By Fergal Smith
TORONTO (Reuters) - Canada's main stock index rose for a third day on Thursday, as optimism that the Omicron variant of the coronavirus was less severe than feared bolstered commodity prices and data showed that the domestic economy likely grew in November.
The Toronto Stock Exchange's S&P/TSX composite index ended up 148.88 points, or 0.7%, at 21,218.93, adding to gains on Tuesday and Wednesday and its highest closing level since Nov. 25.
Wall Street's main indexes also rose after more encouraging developments about the impact of the Omicron variant.
"People are starting to realize the Omicron variant is not as bad as some of the other waves we've had," said Gregory Taylor, portfolio manager at Purpose Investments.
"So we're starting to see recovery in the commodities and investor sentiment, which really has been hurt earlier in the month."

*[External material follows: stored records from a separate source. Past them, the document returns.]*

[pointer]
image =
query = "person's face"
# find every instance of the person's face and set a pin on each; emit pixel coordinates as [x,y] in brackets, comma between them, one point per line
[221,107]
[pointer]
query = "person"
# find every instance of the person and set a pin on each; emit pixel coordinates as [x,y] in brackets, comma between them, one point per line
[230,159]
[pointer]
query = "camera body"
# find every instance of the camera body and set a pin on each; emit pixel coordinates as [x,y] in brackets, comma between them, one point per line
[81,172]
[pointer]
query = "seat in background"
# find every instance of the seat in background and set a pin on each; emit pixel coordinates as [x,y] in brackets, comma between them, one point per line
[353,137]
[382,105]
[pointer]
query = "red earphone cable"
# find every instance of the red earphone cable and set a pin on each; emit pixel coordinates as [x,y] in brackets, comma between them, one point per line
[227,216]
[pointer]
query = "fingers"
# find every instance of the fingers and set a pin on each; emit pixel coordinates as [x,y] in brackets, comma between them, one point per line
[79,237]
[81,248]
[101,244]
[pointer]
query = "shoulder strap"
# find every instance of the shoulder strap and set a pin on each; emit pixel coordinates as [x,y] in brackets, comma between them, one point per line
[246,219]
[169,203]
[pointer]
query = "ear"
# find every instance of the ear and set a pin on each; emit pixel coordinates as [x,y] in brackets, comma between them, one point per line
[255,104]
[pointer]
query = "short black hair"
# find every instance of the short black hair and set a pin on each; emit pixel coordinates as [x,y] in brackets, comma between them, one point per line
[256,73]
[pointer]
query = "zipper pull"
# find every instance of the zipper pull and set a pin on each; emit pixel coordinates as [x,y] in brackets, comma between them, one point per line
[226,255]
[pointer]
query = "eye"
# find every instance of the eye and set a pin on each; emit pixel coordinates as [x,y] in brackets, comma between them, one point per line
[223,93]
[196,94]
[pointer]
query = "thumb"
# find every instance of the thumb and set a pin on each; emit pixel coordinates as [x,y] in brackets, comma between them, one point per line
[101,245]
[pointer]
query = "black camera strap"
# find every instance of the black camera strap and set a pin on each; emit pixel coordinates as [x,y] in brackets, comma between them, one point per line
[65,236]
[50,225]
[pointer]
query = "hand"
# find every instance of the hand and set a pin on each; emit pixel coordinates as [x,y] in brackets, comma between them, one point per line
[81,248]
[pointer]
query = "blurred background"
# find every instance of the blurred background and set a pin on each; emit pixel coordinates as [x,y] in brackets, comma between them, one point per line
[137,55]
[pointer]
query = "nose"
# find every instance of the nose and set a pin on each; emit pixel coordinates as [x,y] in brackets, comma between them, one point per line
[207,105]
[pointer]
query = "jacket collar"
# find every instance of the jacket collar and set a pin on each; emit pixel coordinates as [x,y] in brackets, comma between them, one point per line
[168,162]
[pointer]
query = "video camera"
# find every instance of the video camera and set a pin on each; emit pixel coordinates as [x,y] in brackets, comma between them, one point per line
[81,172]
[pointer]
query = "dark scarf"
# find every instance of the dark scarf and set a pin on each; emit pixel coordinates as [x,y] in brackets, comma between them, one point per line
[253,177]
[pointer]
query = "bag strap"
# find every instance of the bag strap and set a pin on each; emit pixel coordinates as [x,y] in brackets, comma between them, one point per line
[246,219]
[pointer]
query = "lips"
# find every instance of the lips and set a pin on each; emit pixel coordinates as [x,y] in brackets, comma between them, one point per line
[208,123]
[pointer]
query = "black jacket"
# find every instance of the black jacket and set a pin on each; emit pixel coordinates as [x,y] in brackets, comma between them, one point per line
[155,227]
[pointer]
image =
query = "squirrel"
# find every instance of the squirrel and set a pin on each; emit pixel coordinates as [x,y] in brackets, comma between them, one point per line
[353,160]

The risk of needing to stay in hospital for patients with the Omicron variant is 40% to 45% lower than for patients with the Delta variant, according to research by London's Imperial College published on Wednesday.
Also welcome was a preliminary estimate showing that the Canadian economy grew 0.3% in November, its sixth consecutive month of expansion.
"Canada's economy was doing rather well at least in the pre-Omicron world," Derek Holt, head of capital markets economics at Scotiabank, said in a note.
The heavily-weighted financial services sector advanced 0.8%, helped by a 13.4% jump in the shares of ECN Capital Corp. Technology was up 1.5%.
U.S. crude oil futures settled 1.4% higher at $73.79 a barrel, helping energy shares hang on to much of this week's rally.
The materials group, which includes precious and base metals miners and fertilizer companies, added 0.5%.